Vieux Farka Touré, la route continuelle
Trois ans après le premier album éponyme de Vieux Farka Touré, le fils du légendaire Ali Farka revient avec Fondo, deuxième opus qui signe l’émancipation. Sur les fondements solides d’un groove mandingue, fleurissent des rythmiques rock, soul, et reggae. Une coloration "jeune", qui voit l’émergence d’un prénom : Vieux.
RFI Musique : Que signifie Fondo ?
Vieux Farka Touré : "Fondo" désigne la "route" en songhaï. Mais pas une route ordinaire, une route continuelle en fait, un processus ininterrompu. Tant que je ne suis pas arrivé à un point fixe, je continue.
Que représente la photo de votre pochette ?

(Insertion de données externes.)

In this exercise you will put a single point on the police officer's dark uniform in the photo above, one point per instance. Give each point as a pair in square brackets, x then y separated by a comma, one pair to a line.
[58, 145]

C’est à Niafunké : une petite dune de sable, comme une plage, juste à côté du fleuve Niger, sur la route de Tombouctou. J’aime cet endroit. Parfois, je m’y pose avec des amis pour causer tranquille. J’apprécie les choses simples, naturelles. Il n’y a pas de pollution, pas de bruits de moteur. Rien. Juste le souffle du vent…Aujourd’hui, je ne sais même plus où j’habite tellement je suis partout, mais je suis né à Niafunké. Il ne faut jamais oublier d’où tu viens. Et lorsque tu regardes l’album, tu sais directement que le gars qui joue vient du Nord du Mali, du désert.
Pourquoi la tradition est-elle si importante à vos yeux ?
Notre tradition s’accommode à notre mode de vie. Elle constitue notre richesse, il faut la préserver, la considérer comme de l’or. Et pourtant, nous continuons d’avancer, d’élaborer des différences sur ce socle solide. L’un de nos deux pieds ne sort jamais de cet héritage. L’autre peut aller où bon lui semble.
Vous avez toujours été entouré d’une grande famille d’artistes maliens…
Depuis mon premier album, je suis bien "calé" ! Tous les artistes, amis de mon père m’ont dit : on est là ! Je suis très entouré, avec Toumani qui prête attention, Afel Bocoum, mon cousin, qui m’a carrément plongé dans la musique lorsqu’il m’emmenait aux répétitions de l’Orchestre de Niafunké qu'il dirigeait. Et puis Oumou Sangaré qui me suit de trop près…C’est la maman, elle ! J’ai aussi un oncle là-bas, complètement fou, qui reste mon conseiller principal dès qu’il y a un problème. Mes frères aussi ont participé, dont l’un à la calebasse. Tout le monde se mêle à ma musique !
Comment avez-vous évolué depuis votre premier album en 2005 ?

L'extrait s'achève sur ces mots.